Imagine if you are enjoying a holiday but then slip and break your leg, only your insurer won’t pay for you to get back home because you didn’t disclose you’re taking a small amount of medication for depression. Or a trip to A&E in America leads to a massive bill because your insurer has concluded you have a ‘history’ of alcohol abuse.
These cases do sometimes occur because of ‘non-disclosure’ and it’s one of the most contentious areas of complaint that I see.
Most insurance policies will require you to disclose key information that might affect the premiums you pay, or if you are offered insurance at all. Some of the most heart-breaking insurance problems I’m asked to sort out involve non-disclosure of medical conditions.
It goes without saying that I tend see the worst examples – and the majority of claims go through without a hitch. But what do you need to disclose when taking out insurance?
Non-disclosure and applying for insurance
Back in 2012, the law around disclosure changed for the better. You have to tell the insurer about things that could affect how much you pay for the policy. But they also have to ask you clear questions so you know what to disclose.

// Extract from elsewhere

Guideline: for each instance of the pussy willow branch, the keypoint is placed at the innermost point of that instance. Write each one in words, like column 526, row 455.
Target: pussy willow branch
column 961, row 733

These days, most people buy insurance policies online, which means it’s easy to click through a long list of ailments without thinking if all of them could potentially apply to your circumstances. So you might click a box to say that you haven’t had a stroke, but you might not mention that you’ve been to the doctor about pins and needless or numbness – which could be a warning sign of a mini-stroke (or lots of other conditions). The key factor here is whether your doctor was sufficiently concerned to order further tests or diagnose a condition.
All insurance policies are different – and travel insurance in particular varies considerably, so there’s no standard guide to on what people need to disclosure. In fact, some insurers might cover some things that others don’t. Which? has a fantastic guide to the main conditions you need to report – regardless of whether you have been diagnosed or if your doctor is arranging tests to see if you to see if you do.
When it comes to what you must disclose, in very general terms, you need to tell the insurer:
- If you’ve had a serious condition, even if it’s in remission.
- If you’re waiting for an operation or have had one over the last few years.
- If you’re waiting for test results, from blood tests to x-rays or are being tested for something.
- If you have an ongoing condition that you are receiving treatment for.
Then things get complicated. Some insurers ask you disclose every trip to the doctors you’ve had over the last year or two. Others, just ones where you had treatment or tests.
Insurers also need to make you aware of ‘key facts’. These are things that are essential parts of the policy and the agreement you sign. You’ll get a key facts leaflet or link to a download when you take out a policy. This should contain all of the main information you need to know about your policy, like maximum payment limits, what you have to do if a ‘claimable’ incident occurs or the excess fees for different types of claim. Insurers should also highlight vital T&Cs – for example, notifying them of every recent doctor’s appointment if that’s what they require. You can’t make an informed decision unless you are fully aware of this.
Insurance is vital in so many parts of our lives. It gives us a sense of assurance that if something unexpected goes wrong, we will be protected. But like any agreement, we have to provide all the relevant facts – and insurers need to play fair and ask us all the right questions.
Martyn James is a leading consumer rights campaigner, TV and radio broadcaster and journalist.